This repository has been archived on 2024-06-20. You can view files and clone it, but you cannot make any changes to it's state, such as pushing and creating new issues, pull requests or comments.
coffee.pygments/doc/docs/tokens.rst
2023-05-29 17:07:49 +02:00

379 lines
10 KiB
ReStructuredText

.. -*- mode: rst -*-
==============
Builtin Tokens
==============
.. module:: pygments.token
In the :mod:`pygments.token` module, there is a special object called `Token`
that is used to create token types.
You can create a new token type by accessing an attribute of `Token` whose
name starts with an uppercase letter:
.. sourcecode:: pycon
>>> from pygments.token import Token
>>> Token.String
Token.String
>>> Token.String is Token.String
True
Note that tokens are singletons so you can use the ``is`` operator for comparing
token types.
You can also use the ``in`` operator to perform set tests:
.. sourcecode:: pycon
>>> from pygments.token import Comment
>>> Comment.Single in Comment
True
>>> Comment in Comment.Multi
False
This can be useful in :doc:`filters <filters>` and if you write lexers on your
own without using the base lexers.
You can also split a token type into a hierarchy, and get the parent of it:
.. sourcecode:: pycon
>>> String.split()
[Token, Token.Literal, Token.Literal.String]
>>> String.parent
Token.Literal
In principle, you can create an unlimited number of token types but nobody can
guarantee that a style would define style rules for a token type. Because of
that, Pygments proposes some global token types defined in the
`pygments.token.STANDARD_TYPES` dict.
For some tokens aliases are already defined:
.. sourcecode:: pycon
>>> from pygments.token import String
>>> String
Token.Literal.String
Inside the :mod:`pygments.token` module the following aliases are defined:
============= ============================ ====================================
`Text` `Token.Text` for any type of text data
`Whitespace` `Token.Text.Whitespace` for whitespace
`Error` `Token.Error` represents lexer errors
`Other` `Token.Other` special token for data not
matched by a parser (e.g. HTML
markup in PHP code)
`Keyword` `Token.Keyword` any kind of keywords
`Name` `Token.Name` variable/function names
`Literal` `Token.Literal` Any literals
`String` `Token.Literal.String` string literals
`Number` `Token.Literal.Number` number literals
`Operator` `Token.Operator` operators (``+``, ``not``...)

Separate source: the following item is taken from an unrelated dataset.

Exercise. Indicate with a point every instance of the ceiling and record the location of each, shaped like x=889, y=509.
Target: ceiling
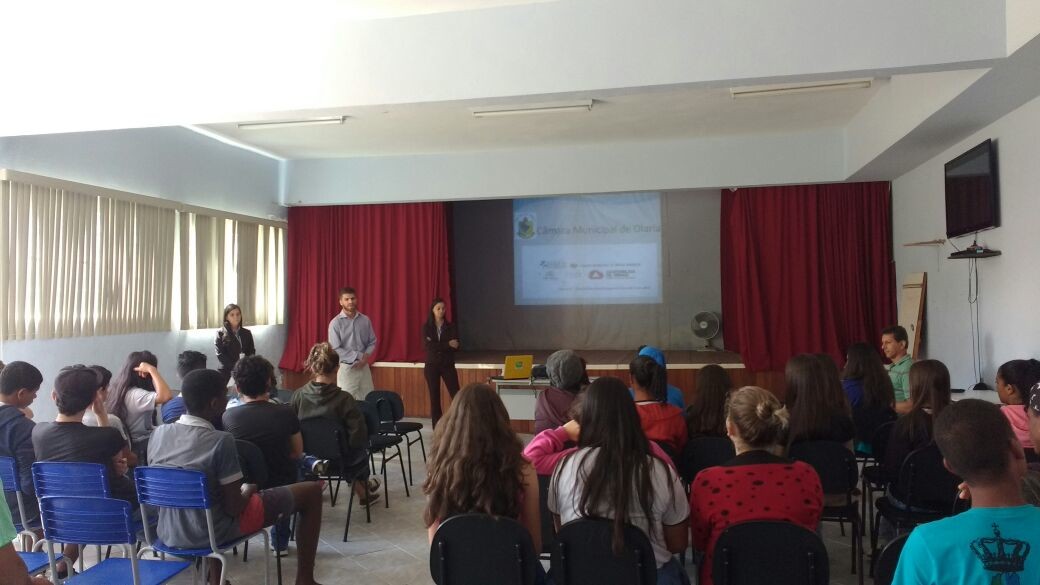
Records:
x=616, y=117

`Punctuation` `Token.Punctuation` punctuation (``[``, ``(``...)
`Comment` `Token.Comment` any kind of comments
`Generic` `Token.Generic` generic tokens (have a look at
the explanation below)
============= ============================ ====================================
Normally you just create token types using the already defined aliases. For each
of those token aliases, a number of subtypes exists (excluding the special tokens
`Token.Text`, `Token.Error` and `Token.Other`)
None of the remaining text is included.